Liam berdiri dan menyambutnya dengan ramah, "Tolong letakkan diatas meja, Neil. Dan, terima kasih." Neil meletakkan bungkusan makanan itu diatas meja dan pria itu pun berucap.
"Selamat makan siang, tuan William dan nona Aubrey." Ujar Neil sambil membungkuk hormat.
"Selamat makan siang juga, Neil." Ucap William.
"Terima kasih, Neil." Aubrey berkata dengan ramah.
Setelah Neil keluar, Liam duduk di kursi sofa di sebelah Aubrey.
"Ayo kita makan dulu, kamu katanya sudah lapar." Liam memberikan sendok dan garpu pada Aubrey yang diterima Aubrey dengan senyum tipis.
Mereka pun makan siang dengan suasana hening tanpa permbicaraan sama sekali. Selesai makan siang, Aubrey ingin kembali pulang namun Liam meminta perempuan bermata biru itu untuk menemaninya sekali lagi ke suatu tempat.
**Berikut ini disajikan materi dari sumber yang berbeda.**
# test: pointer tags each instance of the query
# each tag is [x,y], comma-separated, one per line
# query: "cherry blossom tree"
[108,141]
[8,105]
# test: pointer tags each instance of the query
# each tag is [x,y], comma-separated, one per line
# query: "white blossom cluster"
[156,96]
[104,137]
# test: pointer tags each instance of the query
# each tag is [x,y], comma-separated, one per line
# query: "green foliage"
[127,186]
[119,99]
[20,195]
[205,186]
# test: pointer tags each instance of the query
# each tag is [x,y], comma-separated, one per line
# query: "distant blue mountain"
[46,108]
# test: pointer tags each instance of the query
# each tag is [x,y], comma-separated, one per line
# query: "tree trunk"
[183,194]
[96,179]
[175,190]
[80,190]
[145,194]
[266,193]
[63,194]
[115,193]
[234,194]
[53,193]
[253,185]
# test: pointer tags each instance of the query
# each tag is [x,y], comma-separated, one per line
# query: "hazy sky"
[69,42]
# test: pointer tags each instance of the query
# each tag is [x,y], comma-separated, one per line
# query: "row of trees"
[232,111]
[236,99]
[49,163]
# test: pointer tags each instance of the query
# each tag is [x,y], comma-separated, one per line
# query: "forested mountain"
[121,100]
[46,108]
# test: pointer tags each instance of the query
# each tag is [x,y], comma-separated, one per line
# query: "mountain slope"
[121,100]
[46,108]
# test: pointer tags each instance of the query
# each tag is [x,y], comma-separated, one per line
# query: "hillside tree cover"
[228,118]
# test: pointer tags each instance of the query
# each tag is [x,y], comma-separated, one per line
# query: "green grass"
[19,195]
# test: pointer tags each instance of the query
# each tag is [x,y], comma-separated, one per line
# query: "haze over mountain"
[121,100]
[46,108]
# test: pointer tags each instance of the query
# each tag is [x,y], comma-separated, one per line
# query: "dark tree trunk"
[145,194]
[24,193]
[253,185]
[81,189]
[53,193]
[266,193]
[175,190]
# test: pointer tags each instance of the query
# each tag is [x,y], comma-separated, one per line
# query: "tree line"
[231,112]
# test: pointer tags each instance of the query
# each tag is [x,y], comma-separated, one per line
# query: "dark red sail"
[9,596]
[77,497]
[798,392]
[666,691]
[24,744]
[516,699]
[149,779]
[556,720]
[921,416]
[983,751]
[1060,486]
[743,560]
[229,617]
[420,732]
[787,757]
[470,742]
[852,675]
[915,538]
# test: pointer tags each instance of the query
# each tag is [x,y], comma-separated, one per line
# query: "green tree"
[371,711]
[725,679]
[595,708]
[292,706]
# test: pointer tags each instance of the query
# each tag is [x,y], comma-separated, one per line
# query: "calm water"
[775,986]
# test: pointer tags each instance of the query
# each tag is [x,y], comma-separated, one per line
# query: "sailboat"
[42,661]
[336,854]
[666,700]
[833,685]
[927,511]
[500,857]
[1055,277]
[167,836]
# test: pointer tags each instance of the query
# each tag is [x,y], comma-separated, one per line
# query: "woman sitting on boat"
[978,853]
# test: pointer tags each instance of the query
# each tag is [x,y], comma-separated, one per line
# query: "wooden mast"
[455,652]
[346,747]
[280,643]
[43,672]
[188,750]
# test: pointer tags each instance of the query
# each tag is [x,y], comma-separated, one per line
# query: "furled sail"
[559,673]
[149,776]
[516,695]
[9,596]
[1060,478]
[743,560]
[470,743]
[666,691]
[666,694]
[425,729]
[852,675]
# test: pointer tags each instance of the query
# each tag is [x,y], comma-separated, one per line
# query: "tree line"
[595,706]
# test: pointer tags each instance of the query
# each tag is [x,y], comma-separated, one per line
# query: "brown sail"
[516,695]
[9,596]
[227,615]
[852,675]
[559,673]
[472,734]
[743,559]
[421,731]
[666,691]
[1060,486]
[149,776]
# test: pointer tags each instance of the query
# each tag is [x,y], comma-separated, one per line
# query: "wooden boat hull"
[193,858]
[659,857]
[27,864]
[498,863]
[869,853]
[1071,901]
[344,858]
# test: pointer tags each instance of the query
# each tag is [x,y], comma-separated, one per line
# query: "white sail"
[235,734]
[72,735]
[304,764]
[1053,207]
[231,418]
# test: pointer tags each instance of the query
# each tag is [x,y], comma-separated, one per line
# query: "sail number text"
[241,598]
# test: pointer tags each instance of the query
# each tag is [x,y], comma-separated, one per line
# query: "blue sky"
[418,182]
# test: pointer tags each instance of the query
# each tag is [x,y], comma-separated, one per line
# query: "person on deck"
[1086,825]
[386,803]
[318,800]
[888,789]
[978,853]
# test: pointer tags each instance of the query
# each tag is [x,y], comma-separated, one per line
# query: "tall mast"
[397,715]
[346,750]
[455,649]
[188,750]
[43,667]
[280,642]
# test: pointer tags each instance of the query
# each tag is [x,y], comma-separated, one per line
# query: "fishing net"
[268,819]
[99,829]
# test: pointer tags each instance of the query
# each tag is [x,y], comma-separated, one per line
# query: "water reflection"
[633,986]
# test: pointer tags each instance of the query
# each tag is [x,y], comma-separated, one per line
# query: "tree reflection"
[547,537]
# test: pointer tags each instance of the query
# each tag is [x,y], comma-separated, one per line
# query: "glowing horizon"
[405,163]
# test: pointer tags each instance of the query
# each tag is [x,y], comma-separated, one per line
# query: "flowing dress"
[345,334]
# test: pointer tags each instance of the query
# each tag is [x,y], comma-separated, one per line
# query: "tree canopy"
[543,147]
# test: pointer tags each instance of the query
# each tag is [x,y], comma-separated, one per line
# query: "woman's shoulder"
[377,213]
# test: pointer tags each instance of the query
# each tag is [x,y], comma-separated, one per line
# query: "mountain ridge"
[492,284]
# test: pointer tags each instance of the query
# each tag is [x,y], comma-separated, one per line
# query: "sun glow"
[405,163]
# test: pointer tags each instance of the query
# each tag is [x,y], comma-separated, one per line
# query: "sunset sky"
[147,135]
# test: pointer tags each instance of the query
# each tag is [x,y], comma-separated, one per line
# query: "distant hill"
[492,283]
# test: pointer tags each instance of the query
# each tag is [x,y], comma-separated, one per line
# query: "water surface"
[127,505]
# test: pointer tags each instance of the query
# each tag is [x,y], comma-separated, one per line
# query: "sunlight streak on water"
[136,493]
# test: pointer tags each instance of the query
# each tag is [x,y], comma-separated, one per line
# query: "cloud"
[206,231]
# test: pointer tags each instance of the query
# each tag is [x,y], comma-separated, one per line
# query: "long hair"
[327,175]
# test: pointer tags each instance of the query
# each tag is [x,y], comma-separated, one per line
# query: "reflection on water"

"Aku akan mengantarkanmu pulang setelah dari sana. Mobilmu pun sudah diantarkan pulang kerumah oleh supirku. Semoga kamu tidak keberatan dan maaf kalau aku tidak ijin sebelumnya." Jawab Liam.
"Kemana kita akan pergi?" Aubrey bertanya.
"Apartemenku." Jawab William singkat.
Aubrey melebarkan matanya, tidak percaya dengan yang didengarnya.
"Apa? Ke apartemenmu?" Aubrey menelan saliva susah payah.
"Seperti katamu, agar akting kita bisa dilakukan dengan maksimal, aku langsung berpikir untuk mengajakmu ke apartemenku. Aku tidak pernah mengajak satu perempuan pun ke apartemenku kesebelumnya, bahkan ibuku juga tidak tahu dimana apartemenku berada. Karena kondisi tubuhnya yang tidak bisa bepergian jauh kemana-mana." Ujar William.